The December 6, 1917 issue of Gospel Advocate was devoted to the memory of the recently-deceased David Lipscomb. It is a rich treasure of memories and tributes. To my knowledge this issue was the first to carry Lipscomb’s photograph on the cover. Similar covers followed in 1931 (the July 11 Davidson County Special Number) and 1939 (the December 7 special issue about the history of the Nashville congregations).

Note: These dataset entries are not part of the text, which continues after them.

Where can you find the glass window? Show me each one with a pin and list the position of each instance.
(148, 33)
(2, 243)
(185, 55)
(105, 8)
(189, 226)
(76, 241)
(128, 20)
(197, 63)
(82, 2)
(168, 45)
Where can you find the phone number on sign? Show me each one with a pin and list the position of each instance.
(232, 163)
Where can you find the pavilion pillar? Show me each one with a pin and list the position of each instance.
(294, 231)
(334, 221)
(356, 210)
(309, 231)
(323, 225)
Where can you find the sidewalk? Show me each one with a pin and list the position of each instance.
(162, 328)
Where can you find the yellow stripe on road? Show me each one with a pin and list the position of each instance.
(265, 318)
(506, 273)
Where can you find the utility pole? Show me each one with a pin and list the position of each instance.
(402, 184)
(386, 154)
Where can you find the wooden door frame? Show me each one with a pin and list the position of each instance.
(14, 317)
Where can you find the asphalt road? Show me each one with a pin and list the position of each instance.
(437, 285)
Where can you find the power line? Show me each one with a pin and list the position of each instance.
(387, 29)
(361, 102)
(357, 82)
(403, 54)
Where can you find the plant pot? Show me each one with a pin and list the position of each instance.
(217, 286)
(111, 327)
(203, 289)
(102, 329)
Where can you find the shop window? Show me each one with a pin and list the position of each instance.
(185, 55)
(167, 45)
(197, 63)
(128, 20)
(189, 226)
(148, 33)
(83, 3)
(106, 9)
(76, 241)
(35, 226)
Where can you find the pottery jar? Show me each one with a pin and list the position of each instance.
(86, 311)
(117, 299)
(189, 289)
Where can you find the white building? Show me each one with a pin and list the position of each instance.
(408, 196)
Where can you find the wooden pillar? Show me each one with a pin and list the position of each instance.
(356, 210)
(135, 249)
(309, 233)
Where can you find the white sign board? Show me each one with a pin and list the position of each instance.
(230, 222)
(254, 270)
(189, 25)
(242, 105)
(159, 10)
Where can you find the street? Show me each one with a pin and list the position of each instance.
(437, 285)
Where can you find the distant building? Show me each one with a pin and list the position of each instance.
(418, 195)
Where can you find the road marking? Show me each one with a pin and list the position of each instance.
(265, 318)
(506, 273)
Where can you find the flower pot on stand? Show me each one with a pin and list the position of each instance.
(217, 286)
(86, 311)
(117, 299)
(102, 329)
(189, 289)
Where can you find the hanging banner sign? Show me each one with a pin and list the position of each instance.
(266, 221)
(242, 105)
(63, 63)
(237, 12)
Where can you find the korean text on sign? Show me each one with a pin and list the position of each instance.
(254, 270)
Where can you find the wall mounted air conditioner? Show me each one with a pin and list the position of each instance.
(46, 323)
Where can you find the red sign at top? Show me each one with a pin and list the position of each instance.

These three issues are of significant historical value. As primary sources they provide information unavailable elsewhere. As interpretive reflections they are a beginning point for how Lipscomb was remembered and how congregational history was recorded and carried forward. The 1917 issue, other than newspaper obituaries and Price Billingsley’s diary, is the first secondary source about the life and impact of David Lipscomb. The Billingsley diary (housed at Center for Restoration Studies, Abilene Christian University) contains a description of the funeral along with its author’s candid thoughts and impressions. It was not intended, at the time, for public reading.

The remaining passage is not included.